- Release poster
- Genre: Crime
- Directed by: Venkatesh Babu
- Starring: Sruthi Hariharan; Ashwathy Warrier; Semmalar Annam; Preethisha Premkumaran;
- Theme music composer: Prithwick
- Country of origin: India
- Original language: Tamil
- No. of seasons: 1

Production
- Editor: J. V. Manikanda Balaji
- Camera setup: Rakesh Sridhar Colin Titus

Original release
- Network: MX Player
- Release: 12 February 2021

= Vadham =

2021 Indian web series by Rajapandi

Vadham is a 2021 Indian Tamil-language crime web series produced for MX Player, written and directed by Venkatesh Babu. It stars Sruthi Hariharan in the lead role with Ashwathy Warrier, Semmalar Annam and Preethisha Premkumaran in supporting roles. The series revolves around an IPS office, who sets out to solve the murder of an influential businessman with an all-women task force. The series was released in Tamil on 12 February 2021, alongside dubbed Telugu and Hindi versions.

== Cast ==
- Sruthi Hariharan as Sakthi Pandiyan
- Ashwathy Warrier as Ramani Chandran
- Semmalar Annam as Mercy
- Preethisha Premkumaran as Maya
- Vivek Rajgopal as Divakar
- M. J. Shriram as Anandhan
- Pasanga Sivakumar as Sakthi's father

==Production==
The series was primarily shot in 2018, and had a delayed release in 2021.

== Release ==
The web series was released on 12 February 2021 on MX Player. A critic from Times of India noted "while the show’s screenplay lacks the punch of an action thriller at places, it is backed by a solid performance by its stellar lead women — Sruthi Hariharan, Ashwathy Warrier, Semmalar Annam and Preetheesha Premkumaran". A review from entertainment portal FilmCompanion noted "released with minimal fanfare, Vadham is built on noble intentions.
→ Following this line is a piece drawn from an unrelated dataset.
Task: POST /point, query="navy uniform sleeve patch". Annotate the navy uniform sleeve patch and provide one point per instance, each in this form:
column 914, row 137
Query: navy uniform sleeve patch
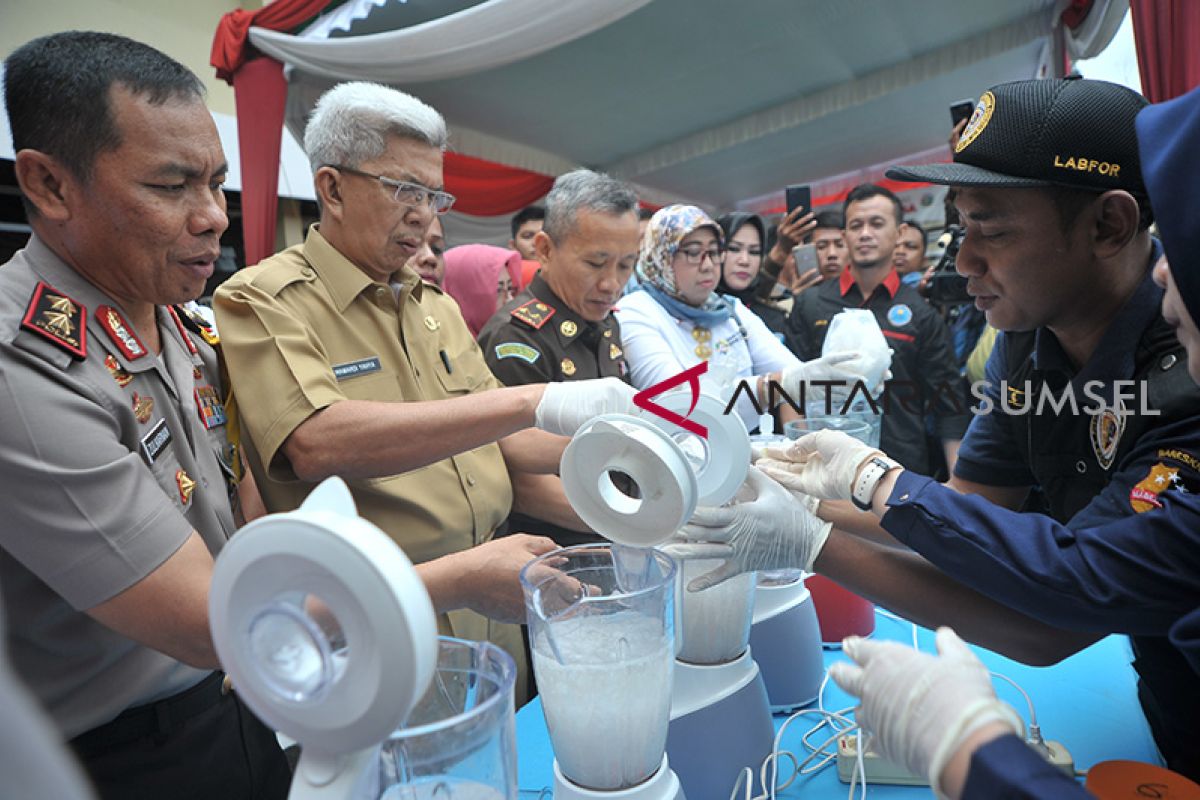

Venkatesh Babu, the director, goes on to prove that vision matters the most." Another reviewer from IWM Buzz noted "as far as aspirational law-enforcement dramas go, Vadham takes the cake …and the kick." Deccan Herald also gave the series a positive review, adding "the biggest plus of the series is its portrayal of the police as being as human as anyone else. The writing, though, needed to be tighter." In contrast, a reviewer from FirstPost noted "Vadham lacks assurance to try anything new, resting on the tried-and-tested formulae, even going so far to endorse custodial deaths."

Sruthi Hariharan announced that a second season of Vadham was being planned during an interview in March 2021.